Cuban revolutionary and leader of the Suns and Rays of Bolívar

José Francisco Lemus was a Cuban revolutionary and businessman who led one of the earliest secret societies advocating for Cuban independence and sought to align with Bolívar's revolutionary efforts in Latin America. He was the leader of the Suns and Rays of Bolívar during the events surrounding the Revolution of the Suns and Rays

==Biography==
===Early life===
José Francisco Lemus y Escámez was born in Havana, Spanish Cuba, in the late 18th century. He was of Creole descent and the son of a Spanish naval officer.

===Suns and Rays of Bolívar===
Lemus left Havana in the mid-1810s for the United States.
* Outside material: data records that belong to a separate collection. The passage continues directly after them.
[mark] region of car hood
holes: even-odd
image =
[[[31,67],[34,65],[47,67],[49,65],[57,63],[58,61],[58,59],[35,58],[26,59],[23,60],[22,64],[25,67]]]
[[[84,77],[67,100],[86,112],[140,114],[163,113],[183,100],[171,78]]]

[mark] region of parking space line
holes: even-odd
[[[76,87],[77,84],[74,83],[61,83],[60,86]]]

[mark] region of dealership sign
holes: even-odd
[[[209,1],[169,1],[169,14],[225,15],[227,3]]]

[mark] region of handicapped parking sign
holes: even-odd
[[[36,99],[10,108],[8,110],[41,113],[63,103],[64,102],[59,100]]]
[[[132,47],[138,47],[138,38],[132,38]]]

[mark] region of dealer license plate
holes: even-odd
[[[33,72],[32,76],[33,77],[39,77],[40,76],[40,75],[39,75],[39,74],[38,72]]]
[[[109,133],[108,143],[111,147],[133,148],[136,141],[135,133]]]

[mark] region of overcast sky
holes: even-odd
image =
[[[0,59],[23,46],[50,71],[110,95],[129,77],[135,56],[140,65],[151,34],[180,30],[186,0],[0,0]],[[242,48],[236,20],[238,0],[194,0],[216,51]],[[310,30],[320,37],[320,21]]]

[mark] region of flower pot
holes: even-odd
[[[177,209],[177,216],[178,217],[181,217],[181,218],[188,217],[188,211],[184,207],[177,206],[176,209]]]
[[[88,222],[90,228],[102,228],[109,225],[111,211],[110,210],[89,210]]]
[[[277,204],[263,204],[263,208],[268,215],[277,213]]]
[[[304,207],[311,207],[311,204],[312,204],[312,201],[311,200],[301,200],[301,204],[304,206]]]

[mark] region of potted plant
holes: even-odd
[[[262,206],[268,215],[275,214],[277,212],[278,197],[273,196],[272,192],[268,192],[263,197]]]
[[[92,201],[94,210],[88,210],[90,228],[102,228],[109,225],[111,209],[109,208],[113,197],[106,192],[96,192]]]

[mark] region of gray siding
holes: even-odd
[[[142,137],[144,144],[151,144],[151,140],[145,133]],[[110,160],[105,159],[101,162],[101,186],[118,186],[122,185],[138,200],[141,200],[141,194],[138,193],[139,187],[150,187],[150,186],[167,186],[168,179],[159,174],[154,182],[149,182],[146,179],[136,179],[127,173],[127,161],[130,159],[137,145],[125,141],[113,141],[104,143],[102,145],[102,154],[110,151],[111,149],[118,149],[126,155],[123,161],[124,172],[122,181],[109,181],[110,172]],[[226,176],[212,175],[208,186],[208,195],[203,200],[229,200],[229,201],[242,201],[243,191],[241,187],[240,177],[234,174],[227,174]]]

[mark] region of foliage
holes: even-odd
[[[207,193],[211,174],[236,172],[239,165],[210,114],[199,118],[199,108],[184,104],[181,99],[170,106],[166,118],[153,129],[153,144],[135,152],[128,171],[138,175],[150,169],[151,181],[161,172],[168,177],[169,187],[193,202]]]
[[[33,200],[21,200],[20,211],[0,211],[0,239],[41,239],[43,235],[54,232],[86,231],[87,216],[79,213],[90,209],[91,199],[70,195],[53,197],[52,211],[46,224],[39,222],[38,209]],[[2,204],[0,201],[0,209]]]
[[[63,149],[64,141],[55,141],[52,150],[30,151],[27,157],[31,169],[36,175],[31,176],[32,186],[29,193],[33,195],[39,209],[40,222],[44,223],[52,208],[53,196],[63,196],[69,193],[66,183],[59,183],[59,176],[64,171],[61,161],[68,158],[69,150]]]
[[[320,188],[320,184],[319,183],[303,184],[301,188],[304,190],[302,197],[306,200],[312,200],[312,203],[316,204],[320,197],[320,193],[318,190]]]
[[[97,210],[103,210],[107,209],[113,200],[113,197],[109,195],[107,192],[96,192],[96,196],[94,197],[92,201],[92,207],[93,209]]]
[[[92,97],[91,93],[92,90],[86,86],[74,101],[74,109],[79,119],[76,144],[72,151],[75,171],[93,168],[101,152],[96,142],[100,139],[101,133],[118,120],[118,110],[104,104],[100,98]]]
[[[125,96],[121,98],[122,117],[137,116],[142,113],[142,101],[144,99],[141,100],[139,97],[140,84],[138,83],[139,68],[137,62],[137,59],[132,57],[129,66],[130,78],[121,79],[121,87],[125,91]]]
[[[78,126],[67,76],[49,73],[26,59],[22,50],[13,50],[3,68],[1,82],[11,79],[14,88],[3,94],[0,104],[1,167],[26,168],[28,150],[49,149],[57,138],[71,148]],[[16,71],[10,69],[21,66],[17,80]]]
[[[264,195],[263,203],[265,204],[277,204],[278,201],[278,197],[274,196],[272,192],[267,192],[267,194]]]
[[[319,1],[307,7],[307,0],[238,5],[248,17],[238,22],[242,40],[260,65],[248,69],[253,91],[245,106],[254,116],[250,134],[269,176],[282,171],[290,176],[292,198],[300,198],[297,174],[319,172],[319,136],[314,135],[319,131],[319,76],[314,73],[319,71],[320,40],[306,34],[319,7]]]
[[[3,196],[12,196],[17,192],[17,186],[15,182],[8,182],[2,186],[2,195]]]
In Philadelphia, he established contact with Simon Bolívar's envoys and was given the rank of colonel in Bolívar's Colombian Army of Independence. He returned to Cuba in the early 1820s. In 1821, Lemus founded the masonic lodge, Suns and Rays of Bolívar, alongside José Fernández Madrid, José María Heredia y Heredia, and Sévère Courtois. They planned an uprising that would proclaim Cuba as the independent Republic of "Cubanacán" and sought to abolish slavery. The conspirators planned to invade Cuba by coordinating the combined action of Colombian troops loyal to Simón Bolívar with the movement in Cuba. Lemus spread the conspiracy through Cuban masonic lodges, including the Rational Knights of Matanzas and the Triangular Chain of Camagüey (Cadena Triangular de Camagüey). By the summer of 1823, government spies working for Francisco Dionisio Vives had suppressed the separatist plot just before the uprising, leading the Captain General to issue arrest orders for the conspirators. On August 19, 1823, Lemus was detained in Guanabacoa, Havana, as some co-conspirators fled abroad, and he was later exiled and sent to Spain.

Upon escaping Spain, Lemus took refuge in Mexico and aligned with the Cuban Liberty Promotion Board (Junta Promotora de la Libertad Cubana), founded on July 4, 1825, in Mexico City.